For example, JP-A-2002-137054, JP-A-2000-54916, and JP-A-2007-51576 disclose a conventional EGR heat exchanger. In the conventional EGR heat exchanger, both ends of a tube, which is used as an EGR gas passage, in a flowing direction penetrate and are connected to header plates (also referred to as tube sheets), and exhaust gas and a cooling medium are separated from each other by the header plates. The EGR heat exchanger of JP-A-2007-51576 has a structure having a header plate (a side surface of a case) formed integrally with a gas tank portion and a water tank portion.
Further, JP-A-2007-225190, JP-A-2007-232355 corresponding to US 2007/0193732, and JP-A-2007-232330 disclose a heat exchanger in which exhaust gas and a cooling medium are separated from each other by stacking and joining tubes, a part of each of which is expanded, without using a header plate.

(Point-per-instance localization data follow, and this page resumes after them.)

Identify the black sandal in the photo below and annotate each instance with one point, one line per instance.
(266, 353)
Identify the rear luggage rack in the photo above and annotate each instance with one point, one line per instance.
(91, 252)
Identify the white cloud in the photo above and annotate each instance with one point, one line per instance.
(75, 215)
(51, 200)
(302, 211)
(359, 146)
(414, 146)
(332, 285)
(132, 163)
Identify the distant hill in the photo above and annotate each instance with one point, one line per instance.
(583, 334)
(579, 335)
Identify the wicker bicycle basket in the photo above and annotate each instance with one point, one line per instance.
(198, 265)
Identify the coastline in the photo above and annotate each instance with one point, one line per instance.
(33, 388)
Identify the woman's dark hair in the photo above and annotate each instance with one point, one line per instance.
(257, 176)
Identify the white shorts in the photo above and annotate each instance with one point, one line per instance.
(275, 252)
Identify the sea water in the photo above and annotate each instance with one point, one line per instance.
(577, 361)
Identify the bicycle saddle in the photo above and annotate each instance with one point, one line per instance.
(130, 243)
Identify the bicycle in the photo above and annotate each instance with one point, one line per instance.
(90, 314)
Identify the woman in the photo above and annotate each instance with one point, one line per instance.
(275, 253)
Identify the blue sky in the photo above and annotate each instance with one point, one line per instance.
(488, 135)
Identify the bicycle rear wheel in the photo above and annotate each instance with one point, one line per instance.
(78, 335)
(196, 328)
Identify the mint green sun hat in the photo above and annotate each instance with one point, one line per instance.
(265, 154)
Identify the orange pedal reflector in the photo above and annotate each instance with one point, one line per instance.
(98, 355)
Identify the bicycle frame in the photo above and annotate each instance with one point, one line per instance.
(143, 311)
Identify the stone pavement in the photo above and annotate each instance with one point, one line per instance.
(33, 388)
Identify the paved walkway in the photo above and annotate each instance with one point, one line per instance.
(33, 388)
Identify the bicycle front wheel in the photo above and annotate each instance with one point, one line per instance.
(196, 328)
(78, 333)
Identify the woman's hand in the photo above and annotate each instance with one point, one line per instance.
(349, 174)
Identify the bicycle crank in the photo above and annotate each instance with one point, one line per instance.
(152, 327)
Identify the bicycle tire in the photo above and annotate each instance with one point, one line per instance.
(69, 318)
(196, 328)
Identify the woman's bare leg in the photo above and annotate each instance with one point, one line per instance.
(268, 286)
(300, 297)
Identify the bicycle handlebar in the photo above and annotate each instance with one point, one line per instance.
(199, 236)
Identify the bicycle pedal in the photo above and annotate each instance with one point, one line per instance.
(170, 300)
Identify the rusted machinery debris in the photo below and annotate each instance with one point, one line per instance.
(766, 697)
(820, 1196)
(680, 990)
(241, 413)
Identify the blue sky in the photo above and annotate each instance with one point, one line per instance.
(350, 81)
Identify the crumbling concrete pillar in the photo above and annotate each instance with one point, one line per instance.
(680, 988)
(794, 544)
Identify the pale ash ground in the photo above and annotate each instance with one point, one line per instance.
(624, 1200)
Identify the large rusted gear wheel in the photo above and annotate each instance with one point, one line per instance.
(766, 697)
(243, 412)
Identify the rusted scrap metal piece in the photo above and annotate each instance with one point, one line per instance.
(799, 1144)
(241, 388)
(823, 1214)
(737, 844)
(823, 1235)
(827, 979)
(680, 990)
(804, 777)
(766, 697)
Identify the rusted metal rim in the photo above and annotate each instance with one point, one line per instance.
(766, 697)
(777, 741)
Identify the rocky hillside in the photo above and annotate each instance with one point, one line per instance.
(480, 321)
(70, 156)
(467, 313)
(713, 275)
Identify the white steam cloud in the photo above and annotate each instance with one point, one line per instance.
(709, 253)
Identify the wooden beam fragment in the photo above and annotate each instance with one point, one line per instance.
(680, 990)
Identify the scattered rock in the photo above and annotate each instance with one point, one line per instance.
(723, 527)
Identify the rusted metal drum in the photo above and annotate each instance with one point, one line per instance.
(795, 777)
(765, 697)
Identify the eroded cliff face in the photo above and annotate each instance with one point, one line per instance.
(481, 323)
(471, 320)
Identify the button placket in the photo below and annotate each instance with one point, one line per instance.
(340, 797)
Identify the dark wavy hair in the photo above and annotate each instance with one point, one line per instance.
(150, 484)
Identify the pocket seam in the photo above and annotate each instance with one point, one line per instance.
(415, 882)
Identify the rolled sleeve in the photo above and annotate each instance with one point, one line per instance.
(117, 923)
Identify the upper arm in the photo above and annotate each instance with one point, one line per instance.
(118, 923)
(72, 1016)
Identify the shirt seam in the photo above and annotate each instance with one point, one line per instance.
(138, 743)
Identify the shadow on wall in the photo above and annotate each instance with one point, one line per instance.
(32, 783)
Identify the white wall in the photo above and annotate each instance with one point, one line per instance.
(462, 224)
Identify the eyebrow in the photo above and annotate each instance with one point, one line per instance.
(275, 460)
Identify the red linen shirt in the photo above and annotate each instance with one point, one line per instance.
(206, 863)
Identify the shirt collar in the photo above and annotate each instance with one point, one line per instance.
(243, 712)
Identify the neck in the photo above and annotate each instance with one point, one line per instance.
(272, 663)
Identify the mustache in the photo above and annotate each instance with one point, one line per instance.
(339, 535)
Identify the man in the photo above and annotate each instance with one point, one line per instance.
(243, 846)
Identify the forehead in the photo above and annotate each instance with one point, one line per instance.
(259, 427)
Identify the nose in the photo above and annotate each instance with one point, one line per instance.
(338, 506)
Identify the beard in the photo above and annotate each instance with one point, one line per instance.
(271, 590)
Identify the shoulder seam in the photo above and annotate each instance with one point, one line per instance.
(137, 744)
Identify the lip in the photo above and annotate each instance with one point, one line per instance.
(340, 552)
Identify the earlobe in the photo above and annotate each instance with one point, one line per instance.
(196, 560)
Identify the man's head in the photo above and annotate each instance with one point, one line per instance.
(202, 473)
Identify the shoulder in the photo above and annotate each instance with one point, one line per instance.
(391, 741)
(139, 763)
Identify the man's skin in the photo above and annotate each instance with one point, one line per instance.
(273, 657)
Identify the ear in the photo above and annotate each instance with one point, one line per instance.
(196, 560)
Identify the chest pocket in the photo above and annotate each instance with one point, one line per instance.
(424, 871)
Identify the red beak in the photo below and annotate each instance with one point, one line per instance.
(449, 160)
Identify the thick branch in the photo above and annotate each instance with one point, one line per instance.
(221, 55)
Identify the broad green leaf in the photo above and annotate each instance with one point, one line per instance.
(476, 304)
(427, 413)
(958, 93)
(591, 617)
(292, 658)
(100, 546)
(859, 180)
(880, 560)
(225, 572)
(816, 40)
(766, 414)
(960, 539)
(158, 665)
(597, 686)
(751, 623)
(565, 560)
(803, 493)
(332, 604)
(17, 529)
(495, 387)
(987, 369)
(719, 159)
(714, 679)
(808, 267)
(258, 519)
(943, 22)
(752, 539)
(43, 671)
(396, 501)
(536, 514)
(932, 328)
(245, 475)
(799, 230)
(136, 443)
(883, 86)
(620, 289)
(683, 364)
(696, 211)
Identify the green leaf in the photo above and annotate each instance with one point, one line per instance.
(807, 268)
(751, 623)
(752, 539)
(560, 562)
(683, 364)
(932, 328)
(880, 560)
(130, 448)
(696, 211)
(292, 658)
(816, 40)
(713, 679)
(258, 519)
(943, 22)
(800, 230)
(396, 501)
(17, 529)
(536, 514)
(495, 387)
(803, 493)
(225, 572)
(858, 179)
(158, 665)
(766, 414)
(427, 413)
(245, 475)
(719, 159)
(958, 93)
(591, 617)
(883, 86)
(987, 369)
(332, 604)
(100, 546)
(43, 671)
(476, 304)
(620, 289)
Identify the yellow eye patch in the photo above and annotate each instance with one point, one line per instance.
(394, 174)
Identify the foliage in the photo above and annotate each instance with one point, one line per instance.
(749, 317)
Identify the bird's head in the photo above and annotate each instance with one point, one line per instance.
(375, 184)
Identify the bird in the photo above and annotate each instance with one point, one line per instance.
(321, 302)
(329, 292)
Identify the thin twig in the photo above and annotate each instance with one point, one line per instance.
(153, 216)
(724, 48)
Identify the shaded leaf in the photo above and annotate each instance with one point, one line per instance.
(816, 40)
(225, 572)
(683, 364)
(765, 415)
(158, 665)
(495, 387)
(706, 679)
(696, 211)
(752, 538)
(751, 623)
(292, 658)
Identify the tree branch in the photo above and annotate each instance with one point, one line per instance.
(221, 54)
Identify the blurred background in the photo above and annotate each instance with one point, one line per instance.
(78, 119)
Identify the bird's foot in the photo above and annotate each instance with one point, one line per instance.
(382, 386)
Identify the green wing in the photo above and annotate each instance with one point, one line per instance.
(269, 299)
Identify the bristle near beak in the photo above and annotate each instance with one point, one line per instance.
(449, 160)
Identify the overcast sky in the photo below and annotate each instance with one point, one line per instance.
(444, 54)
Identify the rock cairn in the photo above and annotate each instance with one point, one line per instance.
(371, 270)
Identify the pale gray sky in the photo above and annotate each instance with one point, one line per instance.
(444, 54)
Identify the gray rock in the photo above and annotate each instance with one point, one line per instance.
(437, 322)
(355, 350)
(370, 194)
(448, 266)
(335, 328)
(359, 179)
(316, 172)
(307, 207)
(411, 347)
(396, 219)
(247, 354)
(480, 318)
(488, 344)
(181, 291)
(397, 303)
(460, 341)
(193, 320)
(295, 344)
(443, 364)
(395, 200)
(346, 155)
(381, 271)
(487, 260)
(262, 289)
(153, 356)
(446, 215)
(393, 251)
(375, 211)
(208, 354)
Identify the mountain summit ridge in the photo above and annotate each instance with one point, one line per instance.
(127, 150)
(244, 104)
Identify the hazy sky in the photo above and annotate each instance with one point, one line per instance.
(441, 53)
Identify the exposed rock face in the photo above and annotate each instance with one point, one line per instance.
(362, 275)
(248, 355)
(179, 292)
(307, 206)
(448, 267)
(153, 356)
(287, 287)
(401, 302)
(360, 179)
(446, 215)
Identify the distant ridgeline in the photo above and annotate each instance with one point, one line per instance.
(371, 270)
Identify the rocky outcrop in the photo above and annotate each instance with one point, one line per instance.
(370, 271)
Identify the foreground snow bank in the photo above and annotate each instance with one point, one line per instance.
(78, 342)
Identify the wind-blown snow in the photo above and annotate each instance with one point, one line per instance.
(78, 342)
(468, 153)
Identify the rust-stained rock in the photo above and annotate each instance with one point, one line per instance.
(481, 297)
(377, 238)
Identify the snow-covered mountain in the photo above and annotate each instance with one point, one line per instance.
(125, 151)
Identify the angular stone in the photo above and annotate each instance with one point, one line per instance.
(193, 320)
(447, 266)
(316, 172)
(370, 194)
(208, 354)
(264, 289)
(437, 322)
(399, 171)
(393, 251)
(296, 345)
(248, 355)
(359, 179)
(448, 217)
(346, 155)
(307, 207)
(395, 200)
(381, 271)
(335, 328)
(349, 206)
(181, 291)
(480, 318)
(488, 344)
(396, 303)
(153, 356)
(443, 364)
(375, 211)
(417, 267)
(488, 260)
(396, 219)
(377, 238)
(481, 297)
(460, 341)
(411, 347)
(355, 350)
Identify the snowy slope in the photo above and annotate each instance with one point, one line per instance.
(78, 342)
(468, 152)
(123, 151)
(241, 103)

The heat exchanger of JP-A-2007-225190 has a header-plate-less structure configured by stacking tubes, end portions of which are expanded, and a gas tank portion and a water tank portion, which are integrally formed, are attached to the stacked tubes. However, a portion at which thermal strain may be generated has only a thickness corresponding to one plate.
The heat exchanger of JP-A-2007-232355 has a header-plate-less structure configured by stacking tubes, a part of each of which is expanded, and a gas tank and a water tank are attached to the stacked tubes. However, a portion at which thermal strain may be generated has only a thickness corresponding to one plate.
According to JP-A-2007-232330, in a joint portion between a gas tank and a water tank, the water tank is overlapped with the gas tank at one side surface among four side surface. However, the other three side surfaces do not have an overlapping structure that facilitates heat transfer.
Further, JP-A-2006-207887 corresponding to US 2008/0164014 discloses a heat exchanger with a particular slit block having a comb-like shape. According to JP-A-2006-207887, in a joint portion between a gas tank and a water tank, the gas tank is overlapped with the water tank on inner peripheral surfaces thereof at two side surfaces among four side surfaces. However, the structure of the heat exchanger becomes complicated, and each of the other two side surfaces has a thickness equal to a thickness corresponding to one plate.
As described in JP-A-2002-137054, JP-A-2000-54916, and JP-A-2007-51576, the heat exchanger with the header plate or an equivalent thereof has a complicated structure. Thus, a structure without a header plate or an equivalent thereof is desired. The problem can be solved by stacking tubes, end portions of which are expanded, to be the header-plate-less structure.
FIG. 12 shows a previously proposed heat exchanger, which is formed in view of JP-A-2007-225190, JP-A-2007-232355, and JP-A-2007-232330. In the heat exchanger shown in FIG. 12, a joint portion 9 (also referred to as a partition portion) is formed between a gas tank portion 7 which directly contacts exhaust gas and a water tank portion 8 which contacts LLC (coolant). In the joint portion 9, an end surface of the gas tank portion 7 is abutted on an end surface of the water tank portion 8 and the gas tank portion 7 and the water tank portion 8 are brazed in a T-shape.
It is assumed that high-temperature gas which can be up to 900° C. flows into the gas tank portion 7 of the EGR heat exchanger. The high-temperature gas in the gas tank portion 7 is heat-exchanged with a cooling medium at a temperature of approximately 100° C. in the water tank portion 8. Therefore, a temperature difference of approximately 200° C./10 mm is locally generated at the joint portion 9 between the high-temperature gas (high-temperature portion) and the cooling medium (low-temperature portion). Thermal strain is generated due to the temperature difference. If the thermal strain becomes excessive, a member configuring a flow passage is cracked and the fault of fluid leakage may be caused. It is required that such a crack can be prevented not only at one side surface but at least at four side surfaces, i.e., along an entire periphery of the joint portion 9.